Saturday, October 8, 2011

Dawkins vs. O'Reilly

   Richard Dawkins is out promoting his new book, "The Magic of Reality," and, for some reason, he was doing so on the O'Reilly Factor. (I'm not sure who he thinks, out of those viewers, is actually going to buy the book.) I have only seen the clips of the interview that are in the TYT video below, but what is there is pretty good. Cenk makes some great points, but there are things I want to add below the fold.




Clip 1: O'Reilly apparently accuses Dawkins of mocking God. O'Reilly's comments about "it says these things are myths, they're not really true" doesn't make a whole lot of sense here. As Dawkins points out, the book includes Aztec myths, Egyptian myths, etc. Is O'Reilly upset that Dawkins is calling those stories myths? Likely not. O'Reilly is really only upset about Dawkins including myths of Abrahamic religions like Christianity. This is known as special pleading. Additionally, O'Reilly's comment about getting the kids to think "you are an idiot to believe in God" falls in a similar category. Does he think the Aztec's were idiots for worshiping the sun? (Oh, wait, this is Bill "sun goes up, sun goes down" O'Reilly we're talking about, so maybe not.) It's always amusing watching theists be OK with criticisms of other religions, but then getting upset when theirs is criticized. (Anyone remember the Isaac Hayes incident with South Park? Perfect example.)
   Otherwise, Cenk has great comments on how atheists don't think theists are stupid. Uninformed? Probably, but that's unrelated to intelligence/stupidity. A little education can fix that.

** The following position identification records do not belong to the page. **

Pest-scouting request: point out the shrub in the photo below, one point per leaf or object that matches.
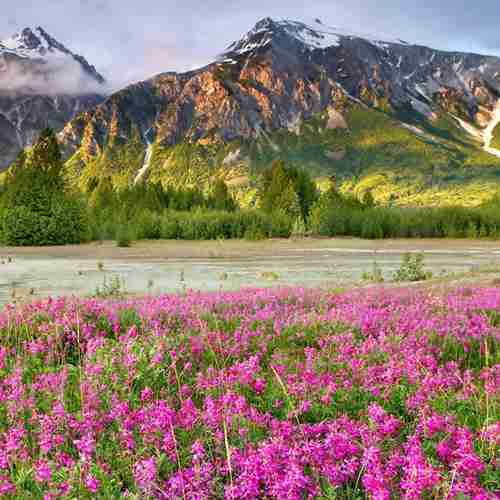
(412, 269)
(254, 233)
(123, 236)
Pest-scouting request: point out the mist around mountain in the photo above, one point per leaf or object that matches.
(42, 84)
(410, 124)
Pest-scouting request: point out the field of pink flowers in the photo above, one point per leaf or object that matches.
(257, 394)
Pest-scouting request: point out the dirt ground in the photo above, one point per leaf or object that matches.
(171, 249)
(173, 266)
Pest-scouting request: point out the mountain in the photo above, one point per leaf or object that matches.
(42, 83)
(411, 124)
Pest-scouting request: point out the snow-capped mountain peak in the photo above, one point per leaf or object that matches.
(38, 44)
(311, 35)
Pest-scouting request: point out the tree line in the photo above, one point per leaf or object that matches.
(37, 207)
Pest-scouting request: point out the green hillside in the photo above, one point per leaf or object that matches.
(404, 161)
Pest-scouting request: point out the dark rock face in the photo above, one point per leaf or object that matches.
(283, 72)
(42, 84)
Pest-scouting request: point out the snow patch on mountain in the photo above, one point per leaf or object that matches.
(32, 62)
(488, 131)
(485, 135)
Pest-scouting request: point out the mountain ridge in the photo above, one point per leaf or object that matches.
(279, 77)
(42, 84)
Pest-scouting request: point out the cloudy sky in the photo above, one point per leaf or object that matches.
(129, 40)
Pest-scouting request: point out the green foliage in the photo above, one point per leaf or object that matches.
(123, 237)
(375, 276)
(335, 214)
(36, 208)
(412, 269)
(220, 198)
(287, 189)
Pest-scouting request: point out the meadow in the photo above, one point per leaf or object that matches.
(278, 394)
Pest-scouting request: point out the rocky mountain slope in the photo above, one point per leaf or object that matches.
(42, 83)
(410, 123)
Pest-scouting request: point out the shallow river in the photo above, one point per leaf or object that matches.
(44, 273)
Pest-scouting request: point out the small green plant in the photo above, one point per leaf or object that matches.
(412, 269)
(114, 289)
(375, 276)
(299, 227)
(269, 275)
(123, 237)
(254, 234)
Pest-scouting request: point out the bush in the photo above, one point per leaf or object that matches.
(412, 269)
(254, 234)
(67, 224)
(123, 237)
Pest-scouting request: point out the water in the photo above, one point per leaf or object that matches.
(41, 275)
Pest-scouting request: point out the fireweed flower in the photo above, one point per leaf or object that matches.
(279, 394)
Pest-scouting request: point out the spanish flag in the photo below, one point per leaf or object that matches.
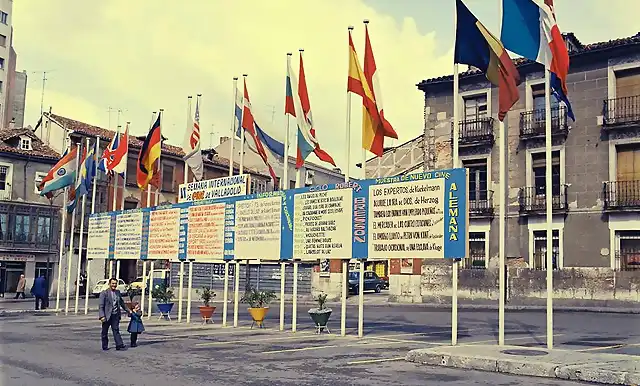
(477, 47)
(149, 154)
(374, 126)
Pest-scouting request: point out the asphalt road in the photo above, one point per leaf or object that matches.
(65, 350)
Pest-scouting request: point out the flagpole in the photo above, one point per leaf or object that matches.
(79, 268)
(455, 266)
(232, 138)
(284, 184)
(93, 210)
(71, 234)
(242, 131)
(63, 225)
(549, 203)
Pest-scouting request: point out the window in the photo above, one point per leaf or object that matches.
(539, 172)
(477, 178)
(477, 251)
(167, 178)
(628, 250)
(25, 143)
(475, 107)
(21, 228)
(540, 249)
(44, 230)
(38, 180)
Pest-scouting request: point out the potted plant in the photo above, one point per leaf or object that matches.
(258, 302)
(131, 294)
(163, 295)
(206, 311)
(320, 315)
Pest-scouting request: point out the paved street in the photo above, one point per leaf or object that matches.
(67, 349)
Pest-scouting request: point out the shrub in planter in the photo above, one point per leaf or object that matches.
(258, 302)
(320, 315)
(206, 311)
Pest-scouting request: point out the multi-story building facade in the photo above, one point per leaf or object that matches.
(595, 160)
(29, 223)
(128, 195)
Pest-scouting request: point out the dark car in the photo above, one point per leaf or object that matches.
(371, 282)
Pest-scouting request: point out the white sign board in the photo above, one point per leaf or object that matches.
(216, 188)
(323, 224)
(407, 218)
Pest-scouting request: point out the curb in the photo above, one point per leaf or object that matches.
(581, 373)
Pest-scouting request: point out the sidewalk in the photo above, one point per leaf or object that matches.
(610, 369)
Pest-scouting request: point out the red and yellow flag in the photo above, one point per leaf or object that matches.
(374, 125)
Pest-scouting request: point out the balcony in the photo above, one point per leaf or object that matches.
(628, 260)
(621, 113)
(533, 201)
(28, 227)
(481, 204)
(621, 195)
(473, 132)
(533, 123)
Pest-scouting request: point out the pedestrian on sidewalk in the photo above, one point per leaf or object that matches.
(110, 306)
(135, 325)
(22, 283)
(39, 291)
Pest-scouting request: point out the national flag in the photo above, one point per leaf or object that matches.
(307, 141)
(529, 29)
(191, 145)
(477, 47)
(375, 126)
(85, 178)
(149, 154)
(114, 158)
(61, 175)
(257, 135)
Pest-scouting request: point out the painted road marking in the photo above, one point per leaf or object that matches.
(366, 361)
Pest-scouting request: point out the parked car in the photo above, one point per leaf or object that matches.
(371, 282)
(104, 284)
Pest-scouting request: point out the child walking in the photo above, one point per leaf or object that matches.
(135, 325)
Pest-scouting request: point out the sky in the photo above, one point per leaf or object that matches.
(144, 55)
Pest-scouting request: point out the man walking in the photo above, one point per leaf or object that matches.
(22, 283)
(110, 306)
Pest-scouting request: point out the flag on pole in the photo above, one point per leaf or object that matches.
(85, 179)
(61, 175)
(529, 29)
(477, 47)
(374, 128)
(114, 157)
(307, 141)
(149, 154)
(374, 125)
(191, 145)
(260, 139)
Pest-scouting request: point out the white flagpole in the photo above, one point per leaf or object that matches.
(79, 267)
(93, 210)
(548, 193)
(71, 233)
(63, 225)
(181, 290)
(284, 183)
(232, 138)
(345, 263)
(455, 264)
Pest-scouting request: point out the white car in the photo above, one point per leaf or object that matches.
(104, 284)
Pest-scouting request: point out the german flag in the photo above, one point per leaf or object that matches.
(149, 154)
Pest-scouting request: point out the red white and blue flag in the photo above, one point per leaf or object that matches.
(114, 157)
(529, 29)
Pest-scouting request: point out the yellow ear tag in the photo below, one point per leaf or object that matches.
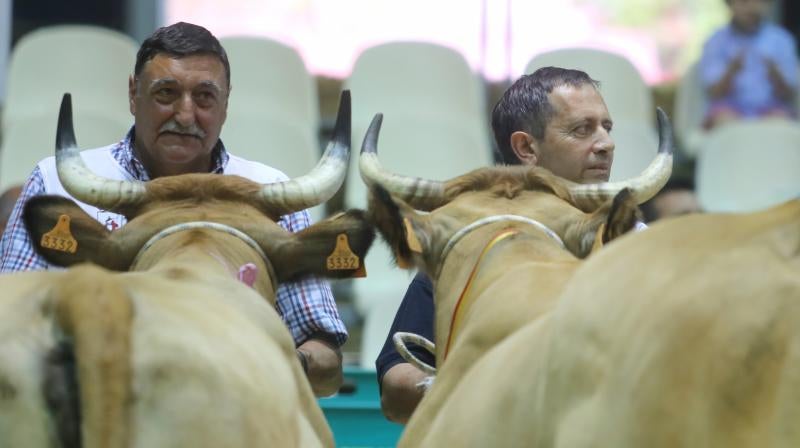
(342, 258)
(60, 238)
(411, 237)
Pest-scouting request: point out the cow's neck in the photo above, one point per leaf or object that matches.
(513, 282)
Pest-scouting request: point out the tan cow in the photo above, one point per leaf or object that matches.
(499, 244)
(686, 335)
(179, 352)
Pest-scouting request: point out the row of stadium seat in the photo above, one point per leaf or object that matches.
(436, 124)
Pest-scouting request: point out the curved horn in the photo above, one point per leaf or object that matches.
(79, 180)
(644, 186)
(325, 179)
(419, 193)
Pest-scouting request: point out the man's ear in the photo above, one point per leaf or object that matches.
(405, 231)
(65, 235)
(132, 94)
(525, 148)
(611, 220)
(334, 247)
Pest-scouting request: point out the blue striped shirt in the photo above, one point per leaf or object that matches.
(307, 306)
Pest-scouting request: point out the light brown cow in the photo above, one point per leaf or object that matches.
(685, 335)
(499, 244)
(178, 353)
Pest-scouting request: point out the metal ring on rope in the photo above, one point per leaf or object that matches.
(401, 337)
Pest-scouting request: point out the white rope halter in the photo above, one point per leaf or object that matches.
(208, 225)
(492, 219)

Clip 2: Oh, Stalin, Mao, and Pot...didn't I discuss this in a recent post? Otherwise, I think Cenk said about everything else that needs to be said on this, except for what Dawkins adds in...

Clip 3: Religion is a "constraining influence"? I'm with Cenk. Religion isn't a restraining influence. While I have not yet released my long-time-since-it-has-been-sitting-in-draft post on morality, one thing I address in there is that the Bible has both positive and negative moral commandments. For a person to only follow the positive ones and ignore the negative ones means that the person's morality must come from outside the Bible. This "constraining influence" actually works by good people looking for Biblical scripture to justify their desire to be good. In short, people doing good is in spite of the religion, not because of it. However, the same is not always true for people doing bad things. Steven Weinberg has a fitting quote for this: "Religion is an insult to human dignity. With or without it you would have good people doing good things and evil people doing evil things. But for good people to do evil things, that takes religion."

Clip 4: O'Reilly just gets bizarre on this one. Dawkins own question of "What does that have to do with the origin of the moon?" should hopefully get you thinking about how absurd O'Reilly's comments are. Cenk's response with the Dave Silverman clip is classic! And appropriate!